I joined Lincolnshire Action Trust as a volunteer mentor over 12 months ago, and so far, I have supported 5 mentees.
The role of a mentor can be very rewarding when you can witness your mentees positively responding to your inputs.
One mentee for example was extremely guarded on our first one to one meeting: driven I believe by his background of being shouted at and not taken seriously by his family. By the end of that first meeting my mentee was physically drained. What he anticipated as a “grilling” was nothing of the sort: the exact opposite in fact. Our second meeting was far more relaxed and, as a result ,we had several sessions which we both enjoyed and this mentee was taking on his new responsibilities of becoming a father very seriously.
With another mentee, an ex drug user, he was still affected by his medication but, nevertheless, he showed great promise in striving towards a goal where he became free of his drug use and was in employment.

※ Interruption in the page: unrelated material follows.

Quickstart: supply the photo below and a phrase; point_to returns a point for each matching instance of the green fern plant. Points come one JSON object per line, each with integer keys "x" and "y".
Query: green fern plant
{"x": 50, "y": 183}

With this particular person we worked together to produce an 18 month Action Plan in the form of a spreadsheet. Sadly, the mentee had to deal with some shattering personal family issues and, as a result, he backed out of mentoring.
My current mentee is a young man who has ASD [Autistic Spectrum Disorder]. So far we have had 4 meetings and, without doubt , he is my biggest challenge so far. To help me understand his position I attended a training course on Autism. This proved to be invaluable and has helped me to understand him and what he has to contend with in his daily life. I envisage I may be mentoring him for the duration of his sentence.
I thoroughly enjoy being a mentor. I like a challenge. Each mentee is different; has specific needs and these need to be recognised so that a positive outcome can be generated.
There have been some disappointments along the way where, for example a mentee has suddenly decided to drop out of support with no explanation. In my short experience this is not unusual with mentoring, and we should not be offended if someone unexpectantly decides to opt out.
I can only speak for myself but, for me the key attributes of a mentor are:
Although mentoring is an informal support arrangement, there needs to be a sense of purpose behind them in order to achieve positive outcomes.